To drugi album Fruitcakes, chociaż w kilku miejscach w internecie czytałem jego zapowiedzi sugerujące, że to debiut. Dlatego warto podkreślić: to nie debiut, ale drugi album. Dlaczego to ważne? Bo słychać rozwój, który przecież nie zawsze udaje się osiągnąć od razu (a w zasadzie rzadko kiedy). The Fruitcakes brzmią bardzo dobrze, a ich kompozycje wpadają w ucho mimowolnie i nuci się je pod nosem. Zespół hołduje muzyce doby lat 60., a odwołania do The Beatles czy Beach Boys nasuwają się same. Ale słuchając “2” kolejny raz nie mam poczucia, że to powtarzalne granie na tę samą modłę. Owszem, konotacje może i są dosyć bliskie, ale tak samo robi chociażby Tame Impala, którzy garściami czerpią z dorobku muzyki rock’n’rollowej i ukazują ją w nowym, ciekawym świetle. Z The Fruitcakes jest podobnie, teoretycznie trudno pozbyć się wrażenia, że gdzieś już to słyszeliśmy – od zawadiackich gitar, nie raz podbijanych efektami, rozśpiewanych chórków czy hipnotyzujących wokali – ale zespół ma swój charakter. To ostatnie jest tym bardziej znaczące, że śpiewają tu wszyscy, najczęściej w chórkach. Może i czasem brzmi to staroświecko, ale z jakim wdziękiem! Niewątpliwy wpływ miał na to fakt nagrywania płyty analogowo w studiu im. Adama Mickiewicza pod okiem Macieja Cieślaka z nieodżałowanej Ścianki. Wokalnie słyszę podobieństwa w fascynacjach z Trupa Trupa – The Fruitcakes jest kolejnym zespołem, który ciekawie wskrzesza tradycję chociaż w odmienny sposób.
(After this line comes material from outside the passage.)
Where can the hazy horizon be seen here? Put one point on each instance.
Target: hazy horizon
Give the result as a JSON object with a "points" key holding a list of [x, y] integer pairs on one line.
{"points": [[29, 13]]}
To muzyka beztroska, wakacyjna, ale ciekawa także jesienią. Przyznaję, że do takiego grania podchodzę z dystansem i tak też było w przypadku debiutu tego kwartetu, ale “2” pokazuje, że to zespół z pomysłem i smykałką do fantastycznych melodii i konwertowania tradycji rock’n’rolla na swój sposób. Są pod wpływem muzyki z tamtych lat, ale nie mają potrzeby imitowania; grając ją po swojemu.

The Fruitcakes, 2, Let’s Hope Aliens Are Vegan Records/[PIAS] Poland and Eastern Europe 2017.